- Supreme Court of the United States

Decided June 7, 2010
- Full case name: Krupski v. Costa Crociere S.p.A.
- Citations: 560 U.S. 538 (more)

Holding
- Relation back under Rule 15(c)(1)(C) depends on what the party to be added knew or should have known, not on the amending party's knowledge or timeliness in seeking to amend the pleading.

Court membership
- Chief Justice John Roberts Associate Justices John P. Stevens · Antonin Scalia Anthony Kennedy · Clarence Thomas Ruth Bader Ginsburg · Stephen Breyer Samuel Alito · Sonia Sotomayor

Case opinions
- Majority: Sotomayor, joined by Roberts, Stevens, Kennedy, Thomas, Ginsburg, Breyer, Alito
- Concurrence: Scalia (in part)

Laws applied
- Fed. R. Civ. P. 15(c)(1)(C)

= Krupski v. Costa Crociere S.p.A. =

Krupski v. Costa Crociere S.p.A., , was a United States Supreme Court case in which the court held that relation back under Rule 15(c)(1)(C) of the Federal Rules of Civil Procedure depends on what the party to be added knew or should have known, not on the amending party's knowledge or timeliness in seeking to amend the pleading.

==Background==

Krupski sought compensation for injuries she suffered on a cruise ship. Her passenger ticket, which was issued by Costa Cruise Lines, identified Costa Crociere S. p. A. as the carrier; required an injured party to submit to the carrier or its agent written notice of a claim; required any lawsuit to be filed within one year of the injury; and designated a specific federal District Court as the exclusive forum for lawsuits such as Krupski's. The front of the ticket listed Costa Cruise's Florida address and made references to "Costa Cruises." After Krupski's attorney notified Costa Cruise of her claims but did not reach a settlement, Krupski filed a diversity negligence action against Costa Cruise.

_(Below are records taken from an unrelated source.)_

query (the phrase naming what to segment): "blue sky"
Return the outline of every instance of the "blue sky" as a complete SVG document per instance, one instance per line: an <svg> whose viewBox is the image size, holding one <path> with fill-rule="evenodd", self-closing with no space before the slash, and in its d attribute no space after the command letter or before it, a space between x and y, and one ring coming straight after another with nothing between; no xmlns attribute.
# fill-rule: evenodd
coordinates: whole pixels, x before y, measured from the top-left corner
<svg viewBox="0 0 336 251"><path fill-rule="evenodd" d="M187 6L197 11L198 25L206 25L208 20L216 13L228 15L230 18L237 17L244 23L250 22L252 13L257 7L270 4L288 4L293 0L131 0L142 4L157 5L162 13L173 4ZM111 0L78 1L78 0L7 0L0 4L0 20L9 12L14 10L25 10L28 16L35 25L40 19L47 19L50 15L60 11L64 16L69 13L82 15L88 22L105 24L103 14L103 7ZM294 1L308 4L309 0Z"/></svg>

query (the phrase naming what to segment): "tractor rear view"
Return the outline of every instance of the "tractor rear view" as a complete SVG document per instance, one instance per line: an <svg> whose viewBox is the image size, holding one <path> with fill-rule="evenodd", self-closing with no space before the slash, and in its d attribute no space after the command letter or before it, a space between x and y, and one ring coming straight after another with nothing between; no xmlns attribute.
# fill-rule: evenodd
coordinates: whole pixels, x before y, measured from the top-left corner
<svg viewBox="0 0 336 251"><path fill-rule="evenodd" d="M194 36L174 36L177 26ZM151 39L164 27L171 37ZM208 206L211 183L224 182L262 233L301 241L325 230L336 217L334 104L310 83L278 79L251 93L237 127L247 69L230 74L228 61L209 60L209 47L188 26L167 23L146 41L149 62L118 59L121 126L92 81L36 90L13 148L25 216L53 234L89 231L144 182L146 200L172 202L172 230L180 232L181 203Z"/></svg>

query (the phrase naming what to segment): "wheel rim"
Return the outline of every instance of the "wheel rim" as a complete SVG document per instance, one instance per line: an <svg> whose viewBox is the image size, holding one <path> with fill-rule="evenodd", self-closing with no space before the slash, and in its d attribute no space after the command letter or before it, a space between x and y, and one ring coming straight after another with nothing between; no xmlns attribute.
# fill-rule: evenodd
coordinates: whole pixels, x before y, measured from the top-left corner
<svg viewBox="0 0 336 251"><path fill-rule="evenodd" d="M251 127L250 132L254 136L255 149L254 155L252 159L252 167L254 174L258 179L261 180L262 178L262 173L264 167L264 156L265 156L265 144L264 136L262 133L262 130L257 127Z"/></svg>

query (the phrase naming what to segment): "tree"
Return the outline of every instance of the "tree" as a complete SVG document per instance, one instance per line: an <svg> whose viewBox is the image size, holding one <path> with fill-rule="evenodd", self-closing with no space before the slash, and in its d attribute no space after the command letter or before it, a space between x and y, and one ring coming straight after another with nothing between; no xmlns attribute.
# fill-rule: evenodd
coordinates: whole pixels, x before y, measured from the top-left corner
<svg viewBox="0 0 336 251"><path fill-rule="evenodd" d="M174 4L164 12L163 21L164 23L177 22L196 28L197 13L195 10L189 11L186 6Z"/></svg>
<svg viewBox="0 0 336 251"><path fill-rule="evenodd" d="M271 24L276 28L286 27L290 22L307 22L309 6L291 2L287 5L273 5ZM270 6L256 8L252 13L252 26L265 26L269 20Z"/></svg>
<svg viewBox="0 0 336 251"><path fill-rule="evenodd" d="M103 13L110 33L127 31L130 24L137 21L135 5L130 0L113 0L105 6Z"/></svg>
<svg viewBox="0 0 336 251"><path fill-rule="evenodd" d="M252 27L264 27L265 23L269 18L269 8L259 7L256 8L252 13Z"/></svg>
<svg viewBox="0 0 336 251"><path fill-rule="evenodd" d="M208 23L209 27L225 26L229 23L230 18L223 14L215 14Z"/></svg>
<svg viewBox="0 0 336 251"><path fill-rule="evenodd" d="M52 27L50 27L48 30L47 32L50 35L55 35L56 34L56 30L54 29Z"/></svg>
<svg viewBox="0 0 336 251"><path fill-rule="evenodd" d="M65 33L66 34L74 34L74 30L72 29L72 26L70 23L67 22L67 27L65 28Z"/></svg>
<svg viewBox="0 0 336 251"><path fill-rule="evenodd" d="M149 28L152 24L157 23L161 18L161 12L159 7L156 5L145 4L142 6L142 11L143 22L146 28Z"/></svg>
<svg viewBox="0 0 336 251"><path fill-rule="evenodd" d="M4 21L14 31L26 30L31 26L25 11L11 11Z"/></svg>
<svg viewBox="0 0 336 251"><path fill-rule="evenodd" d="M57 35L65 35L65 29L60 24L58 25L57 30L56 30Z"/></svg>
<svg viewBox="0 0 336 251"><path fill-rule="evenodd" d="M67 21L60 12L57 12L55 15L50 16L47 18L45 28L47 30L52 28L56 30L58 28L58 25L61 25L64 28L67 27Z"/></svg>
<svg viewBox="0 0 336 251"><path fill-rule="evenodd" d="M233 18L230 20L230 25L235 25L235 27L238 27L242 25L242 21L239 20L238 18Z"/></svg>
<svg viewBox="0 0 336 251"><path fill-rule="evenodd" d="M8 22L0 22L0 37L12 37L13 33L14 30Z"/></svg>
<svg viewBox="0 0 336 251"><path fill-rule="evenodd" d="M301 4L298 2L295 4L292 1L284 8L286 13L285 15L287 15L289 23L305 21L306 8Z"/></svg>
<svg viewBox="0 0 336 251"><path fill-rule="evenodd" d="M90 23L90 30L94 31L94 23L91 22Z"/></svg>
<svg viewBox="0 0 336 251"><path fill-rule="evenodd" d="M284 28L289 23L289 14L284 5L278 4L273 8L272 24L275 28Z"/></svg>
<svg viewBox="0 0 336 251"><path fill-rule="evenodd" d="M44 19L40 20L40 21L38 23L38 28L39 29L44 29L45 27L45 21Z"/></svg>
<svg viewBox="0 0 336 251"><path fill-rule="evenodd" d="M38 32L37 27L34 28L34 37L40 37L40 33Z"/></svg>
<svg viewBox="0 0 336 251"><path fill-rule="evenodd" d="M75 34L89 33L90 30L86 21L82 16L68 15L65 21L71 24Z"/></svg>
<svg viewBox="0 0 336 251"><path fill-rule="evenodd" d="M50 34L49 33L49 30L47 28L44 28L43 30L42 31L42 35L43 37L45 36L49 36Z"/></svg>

Over the next several months—after the limitations period had expired—Costa Cruise brought Costa Crociere's existence to Krupski's attention three times, including in its motion for summary judgment, in which it stated that Costa Crociere was the proper defendant. Krupski responded and moved to amend her complaint to add Costa Crociere as a defendant. The District Court denied Costa Cruise's summary judgment motion without prejudice and granted Krupski leave to amend. After she served Costa Crociere with an amended complaint, the court dismissed Costa Cruise from the case.

Thereafter, Costa Crociere—represented by the same counsel as Costa Cruise—moved to dismiss, contending that the amended complaint did not satisfy the requirements of Federal Rule of Civil Procedure 15(c), which governs when an amended pleading "relates back" to the date of a timely filed original pleading and is thus timely even though it was filed outside an applicable limitations period. The Rule requires that, within the Rule 4(m) 120-day period for service after a complaint is filed, the newly named defendant "knew or should have known that the action would have been brought against it, but for a mistake concerning the proper party's identity." The District Court found this condition fatal to Krupski's attempt to relate back. It concluded that she had not made a mistake about the proper party's identity because, although Costa Cruise had disclosed Costa Crociere's role in several court filings, she nonetheless delayed for months filing an amended complaint.

The Eleventh Circuit Court of Appeals affirmed, finding that Krupski either knew or should have known of Costa Crociere's identity as a potential party because she furnished the ticket identifying it to her counsel well before the limitations period ended. The court said that it was therefore appropriate to treat her as having chosen to sue one potential party over another. Additionally, the court held that relation back was not appropriate because of Krupski's undue delay in seeking to amend the complaint.

==Opinion of the court==

The Supreme Court issued an opinion on June 7, 2010.